杜青讥讽出声:“一对一你也打不过杜某,我承认你的软剑刁钻诡异,但在杜某看来,不过是旁门左道尔!

杜某百招之内便能送你去投胎!”

东郭泰冷哼一声:“呵,说多无益有种便来,老夫看你如何百招杀我!

前夜算你命大,老夫今日定取你狗命!”

“杜兄,你与他废什么话,单打独斗浪费力气。”

杜青正欲再答,姜远拿过喇叭,喝道:

“东郭泰,你那三脚猫功夫就别出来丢人现眼,你教出来的徒弟是个废物,你也强不了多少!

本侯只说一句,尔等降或者死!”

东郭泰听得姜远不仅羞辱他弟子,还骂他是废物,额头青筋根根暴起。

“好大的口气!有种不要仗着人多,下来单打独斗,看看谁是废物!”

东郭泰虽怒,却并未失了理智,他终究是讲义气的,想激杜青出来单打独斗,以给手下兄弟制造逃命的机会。

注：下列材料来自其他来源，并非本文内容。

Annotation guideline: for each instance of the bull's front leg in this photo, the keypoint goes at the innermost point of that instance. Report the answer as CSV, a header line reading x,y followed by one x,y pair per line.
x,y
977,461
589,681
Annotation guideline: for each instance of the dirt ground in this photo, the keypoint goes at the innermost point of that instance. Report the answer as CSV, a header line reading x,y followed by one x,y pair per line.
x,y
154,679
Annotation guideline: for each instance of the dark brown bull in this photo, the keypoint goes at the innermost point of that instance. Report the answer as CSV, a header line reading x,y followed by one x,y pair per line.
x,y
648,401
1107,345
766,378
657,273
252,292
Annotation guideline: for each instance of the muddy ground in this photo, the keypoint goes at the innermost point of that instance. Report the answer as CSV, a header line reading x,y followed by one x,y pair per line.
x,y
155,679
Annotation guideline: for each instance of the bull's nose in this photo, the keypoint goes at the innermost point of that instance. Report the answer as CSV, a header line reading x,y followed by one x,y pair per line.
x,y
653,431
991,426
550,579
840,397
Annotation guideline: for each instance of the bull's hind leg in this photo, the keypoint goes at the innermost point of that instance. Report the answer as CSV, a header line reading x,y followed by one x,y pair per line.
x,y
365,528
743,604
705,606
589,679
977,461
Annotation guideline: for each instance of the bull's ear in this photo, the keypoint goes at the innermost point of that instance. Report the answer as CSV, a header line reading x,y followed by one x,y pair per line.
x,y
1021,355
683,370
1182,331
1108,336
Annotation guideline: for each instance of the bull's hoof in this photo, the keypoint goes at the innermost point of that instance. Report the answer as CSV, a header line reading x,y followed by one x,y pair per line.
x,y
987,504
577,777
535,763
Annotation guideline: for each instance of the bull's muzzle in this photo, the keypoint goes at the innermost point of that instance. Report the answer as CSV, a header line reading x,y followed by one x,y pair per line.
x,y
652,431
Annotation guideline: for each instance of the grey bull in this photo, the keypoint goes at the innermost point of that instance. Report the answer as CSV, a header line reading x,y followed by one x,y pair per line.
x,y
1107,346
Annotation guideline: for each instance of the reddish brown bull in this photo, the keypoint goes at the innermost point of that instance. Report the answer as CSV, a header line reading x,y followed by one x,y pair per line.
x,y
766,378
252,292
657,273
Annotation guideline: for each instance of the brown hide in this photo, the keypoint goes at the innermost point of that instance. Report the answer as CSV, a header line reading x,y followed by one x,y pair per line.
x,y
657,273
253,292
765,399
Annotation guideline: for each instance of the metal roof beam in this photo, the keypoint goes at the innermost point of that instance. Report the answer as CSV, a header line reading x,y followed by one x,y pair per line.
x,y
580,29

但不等他再开口,堵在院门外的樊解元已是不耐烦了,抬头叫道:

“这帮货色冥顽不灵,侯爷,弄死他们得了!”

姜远一点头:“好!好言难劝该死的鬼!火枪兵!射杀!”

宅院中的东郭泰听得这话,认出来了,那站在杜青身边的就是那什么侯爷。

所谓擒贼先擒王,要活命先杀王侯。

东郭泰猛的大喝一声,持了剑拔地而起,竟窜出二丈来高。

他脚尖在院墙上一点借了力后,不攻杜青先朝姜远扑来,竟快到了极致,手中的软剑如银龙,直奔姜远的咽喉而去。

“呵!杜某在此,尔敢!”

杜青一振剑鞘,青锋长剑弹射而出,发出一声清脆的龙吟之声,朝东郭泰的软剑撞去。

“当!”

一声金铁交鸣之声响起,杜青依如前晚那般,又用剑尖抵住了东郭泰的剑尖。

东郭泰却是借着这两剑相击之力,再次腾空而起,而后倒转身体,使了招人剑合一,从半空中直刺而下。

别看东郭泰年岁大,但这一招着实凌厉无比。

但没什么用,姜远的身后早已伸出十数把火枪瞄准了。

“砰砰砰…”

一阵枪声响起,从半空直刺而下的东郭泰,只觉脑袋当先一震,而后又觉似被无数炙热的钢针扎进脑子里。

东郭泰迎头撞上十几颗铅丸,哪还有得了好,真气顿时一泄,从空中掉落了下来摔在瓦片上,随后滚落下巷子里。

一方江湖枭雄连一句话都来不及说,便命丧黄泉,死得极为干脆。

而就在东郭泰被火枪打下来的同时,围在大宅四周的水卒齐动,弓箭与火枪齐射,还有震天雷砸进宅院。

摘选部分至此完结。